Join data scientist Kelly O'Briant for an exploration of sparklyr, the package from RStudio which provides an interface to Apache Spark from R. For many data scientists who rely on R for their work, the paradigm shift from local in-memory computations to scalable distributed data processing can be complicated to navigate. This course provides an easy-to-follow R based method for working with big data. You'll connect to Spark, run some sparklyr code, and explore some practical applications of Spark SQL and sparklyr functionality. You'll wrap up by performing some exploratory analysis and feature generation using a Kaggle competition data set. Learners should have a moderate level of experience with doing data science tasks or workflows in R.

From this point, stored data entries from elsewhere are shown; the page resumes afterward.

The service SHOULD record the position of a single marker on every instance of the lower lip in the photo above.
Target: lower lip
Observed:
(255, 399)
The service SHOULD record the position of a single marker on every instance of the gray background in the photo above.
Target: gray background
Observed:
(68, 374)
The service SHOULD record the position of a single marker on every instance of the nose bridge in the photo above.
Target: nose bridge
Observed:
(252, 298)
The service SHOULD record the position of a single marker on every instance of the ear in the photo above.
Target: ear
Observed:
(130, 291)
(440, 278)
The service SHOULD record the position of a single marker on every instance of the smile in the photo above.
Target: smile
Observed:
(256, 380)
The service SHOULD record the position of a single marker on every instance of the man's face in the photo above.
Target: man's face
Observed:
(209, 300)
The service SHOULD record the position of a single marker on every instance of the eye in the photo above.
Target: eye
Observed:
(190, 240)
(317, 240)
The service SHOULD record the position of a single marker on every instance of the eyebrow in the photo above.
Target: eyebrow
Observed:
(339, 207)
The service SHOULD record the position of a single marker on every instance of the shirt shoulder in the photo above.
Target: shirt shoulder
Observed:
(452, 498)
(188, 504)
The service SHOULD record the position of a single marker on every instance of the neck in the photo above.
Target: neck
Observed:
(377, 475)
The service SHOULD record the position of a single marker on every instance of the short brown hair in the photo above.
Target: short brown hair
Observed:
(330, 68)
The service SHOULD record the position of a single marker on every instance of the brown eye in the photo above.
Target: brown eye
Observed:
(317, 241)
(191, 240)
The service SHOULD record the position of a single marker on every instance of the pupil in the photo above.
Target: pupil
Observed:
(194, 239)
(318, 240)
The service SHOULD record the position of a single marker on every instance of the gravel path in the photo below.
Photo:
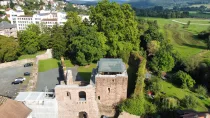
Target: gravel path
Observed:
(7, 76)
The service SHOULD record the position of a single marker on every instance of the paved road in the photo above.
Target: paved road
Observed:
(51, 78)
(7, 76)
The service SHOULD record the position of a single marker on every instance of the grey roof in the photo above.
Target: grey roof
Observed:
(111, 65)
(6, 25)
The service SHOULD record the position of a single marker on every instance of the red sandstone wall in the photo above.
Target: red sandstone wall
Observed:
(70, 108)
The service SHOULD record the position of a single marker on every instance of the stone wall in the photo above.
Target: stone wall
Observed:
(69, 105)
(16, 63)
(34, 74)
(127, 115)
(109, 92)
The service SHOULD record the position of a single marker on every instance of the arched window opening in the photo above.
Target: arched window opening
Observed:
(69, 95)
(83, 114)
(82, 96)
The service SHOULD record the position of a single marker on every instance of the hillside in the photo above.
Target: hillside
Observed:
(165, 3)
(146, 3)
(184, 40)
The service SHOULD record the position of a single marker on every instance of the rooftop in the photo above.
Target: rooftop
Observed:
(6, 25)
(111, 65)
(25, 16)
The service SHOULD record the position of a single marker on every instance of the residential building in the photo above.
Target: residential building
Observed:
(80, 99)
(13, 109)
(7, 29)
(47, 18)
(4, 2)
(12, 14)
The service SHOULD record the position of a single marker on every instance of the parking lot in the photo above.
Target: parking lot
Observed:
(7, 76)
(51, 78)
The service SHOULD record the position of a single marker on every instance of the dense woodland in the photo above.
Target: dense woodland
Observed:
(176, 12)
(114, 32)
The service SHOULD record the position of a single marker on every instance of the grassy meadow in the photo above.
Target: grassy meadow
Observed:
(184, 40)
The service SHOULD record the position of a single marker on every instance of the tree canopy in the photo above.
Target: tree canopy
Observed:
(8, 49)
(118, 24)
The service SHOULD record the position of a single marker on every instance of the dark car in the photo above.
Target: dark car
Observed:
(28, 64)
(27, 74)
(17, 82)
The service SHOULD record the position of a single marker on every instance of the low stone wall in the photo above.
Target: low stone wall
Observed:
(127, 115)
(16, 63)
(34, 73)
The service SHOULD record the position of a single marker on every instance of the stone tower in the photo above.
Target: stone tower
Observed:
(111, 83)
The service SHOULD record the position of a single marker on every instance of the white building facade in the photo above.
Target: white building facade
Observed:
(47, 18)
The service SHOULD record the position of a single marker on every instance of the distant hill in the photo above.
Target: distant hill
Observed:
(148, 3)
(165, 3)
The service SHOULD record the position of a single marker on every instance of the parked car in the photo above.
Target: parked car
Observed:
(27, 73)
(20, 79)
(17, 82)
(28, 64)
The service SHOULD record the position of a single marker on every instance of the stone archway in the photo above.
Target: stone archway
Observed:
(83, 114)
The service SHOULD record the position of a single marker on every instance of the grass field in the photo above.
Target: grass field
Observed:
(184, 39)
(179, 93)
(48, 64)
(198, 5)
(31, 56)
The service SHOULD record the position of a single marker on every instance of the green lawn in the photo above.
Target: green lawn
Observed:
(31, 56)
(45, 65)
(179, 93)
(183, 39)
(48, 64)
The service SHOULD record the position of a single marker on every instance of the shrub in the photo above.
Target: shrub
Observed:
(183, 80)
(189, 102)
(201, 90)
(134, 105)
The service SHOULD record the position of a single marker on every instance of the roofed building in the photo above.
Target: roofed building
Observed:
(13, 109)
(7, 29)
(107, 87)
(111, 83)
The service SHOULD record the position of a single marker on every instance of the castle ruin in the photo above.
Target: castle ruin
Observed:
(107, 87)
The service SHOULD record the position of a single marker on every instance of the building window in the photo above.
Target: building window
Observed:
(82, 96)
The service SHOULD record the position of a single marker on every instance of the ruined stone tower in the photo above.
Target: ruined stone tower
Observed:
(111, 83)
(107, 87)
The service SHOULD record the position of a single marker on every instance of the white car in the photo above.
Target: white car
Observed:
(20, 79)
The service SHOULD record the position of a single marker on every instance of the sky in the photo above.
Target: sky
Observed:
(98, 0)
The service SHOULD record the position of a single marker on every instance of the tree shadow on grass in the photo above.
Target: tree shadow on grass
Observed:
(194, 46)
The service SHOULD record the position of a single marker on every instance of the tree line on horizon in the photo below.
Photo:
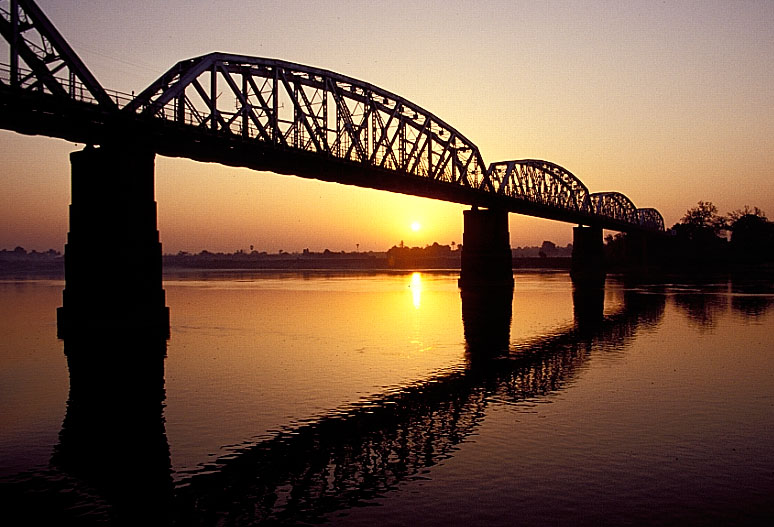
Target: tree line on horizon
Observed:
(703, 238)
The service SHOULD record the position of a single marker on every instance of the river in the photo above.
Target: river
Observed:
(392, 399)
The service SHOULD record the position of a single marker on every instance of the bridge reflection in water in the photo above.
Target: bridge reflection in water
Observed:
(113, 442)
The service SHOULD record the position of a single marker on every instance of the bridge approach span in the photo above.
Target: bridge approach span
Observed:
(279, 116)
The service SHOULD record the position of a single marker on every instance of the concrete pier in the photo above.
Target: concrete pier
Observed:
(113, 253)
(486, 250)
(588, 256)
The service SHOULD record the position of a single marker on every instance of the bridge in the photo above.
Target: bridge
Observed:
(268, 115)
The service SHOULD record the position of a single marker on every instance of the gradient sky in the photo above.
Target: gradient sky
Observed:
(667, 102)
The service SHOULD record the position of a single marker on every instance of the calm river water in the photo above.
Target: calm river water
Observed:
(390, 399)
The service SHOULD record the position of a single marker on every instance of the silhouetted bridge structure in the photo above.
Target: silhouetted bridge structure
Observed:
(271, 115)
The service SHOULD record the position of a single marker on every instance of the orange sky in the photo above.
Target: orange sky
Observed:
(669, 103)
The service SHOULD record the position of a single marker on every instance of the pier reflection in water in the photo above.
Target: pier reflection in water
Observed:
(113, 439)
(113, 458)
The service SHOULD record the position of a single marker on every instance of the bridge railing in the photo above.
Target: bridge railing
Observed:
(75, 89)
(290, 106)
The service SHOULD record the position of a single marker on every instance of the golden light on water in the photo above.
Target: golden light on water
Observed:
(416, 289)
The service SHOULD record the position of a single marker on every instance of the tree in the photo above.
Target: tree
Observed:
(697, 240)
(752, 235)
(704, 216)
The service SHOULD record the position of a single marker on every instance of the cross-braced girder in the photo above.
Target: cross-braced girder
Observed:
(40, 60)
(540, 182)
(290, 106)
(269, 114)
(650, 219)
(614, 205)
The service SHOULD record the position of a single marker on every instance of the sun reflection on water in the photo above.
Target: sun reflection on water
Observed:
(416, 289)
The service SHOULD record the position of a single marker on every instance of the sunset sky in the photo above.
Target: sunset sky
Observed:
(667, 102)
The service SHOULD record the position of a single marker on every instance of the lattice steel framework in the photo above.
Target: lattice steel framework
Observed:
(650, 219)
(40, 60)
(316, 111)
(540, 182)
(614, 205)
(304, 116)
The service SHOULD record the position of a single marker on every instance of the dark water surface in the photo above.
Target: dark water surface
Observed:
(392, 399)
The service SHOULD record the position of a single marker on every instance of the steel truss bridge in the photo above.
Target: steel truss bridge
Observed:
(287, 118)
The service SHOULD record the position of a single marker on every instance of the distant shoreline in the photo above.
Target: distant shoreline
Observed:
(54, 268)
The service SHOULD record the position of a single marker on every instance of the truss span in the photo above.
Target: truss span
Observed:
(290, 106)
(540, 182)
(268, 114)
(650, 219)
(615, 206)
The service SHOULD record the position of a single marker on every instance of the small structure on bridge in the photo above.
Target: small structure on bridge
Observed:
(273, 115)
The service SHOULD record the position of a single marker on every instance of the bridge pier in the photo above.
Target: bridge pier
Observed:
(588, 256)
(113, 253)
(486, 250)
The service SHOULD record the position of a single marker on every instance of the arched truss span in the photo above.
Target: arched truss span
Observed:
(291, 106)
(40, 60)
(539, 182)
(614, 205)
(650, 219)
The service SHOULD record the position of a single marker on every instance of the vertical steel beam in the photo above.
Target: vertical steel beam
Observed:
(14, 44)
(245, 122)
(275, 105)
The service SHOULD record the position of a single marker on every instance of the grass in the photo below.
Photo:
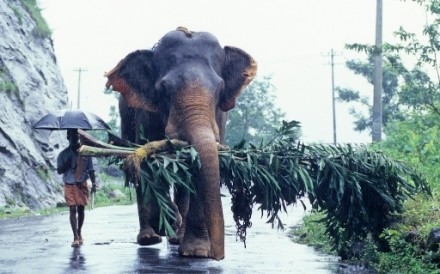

  • Explore the benefits and limitations of choosing sparklyr for distributed computing in R
  • Discover how to interact with data in Apache Spark through sparklyr and Spark SQL
  • Understand how to connect to Spark locally or to a remote Spark cluster
  • Learn to perform exploratory data analysis in Spark using sparklyr, dplyr, and DBI
  • Master the differences between working with data frames in R versus Spark
  • Understand how to build data products in R that don't rely on storing big data locally

Kelly O'Briant is a data scientist and lead R developer with Washington DC based B23 LLC. She holds degrees in Computational Science and Informatics from George Mason University, and Bioinformatics from Virginia Commonwealth University. Kelly is a founder and co-organizer of the Washington DC chapter of R-Ladies Global. She gives talks on R cloud computing, R data products, and sparklyr at R-Ladies meetups and R conferences.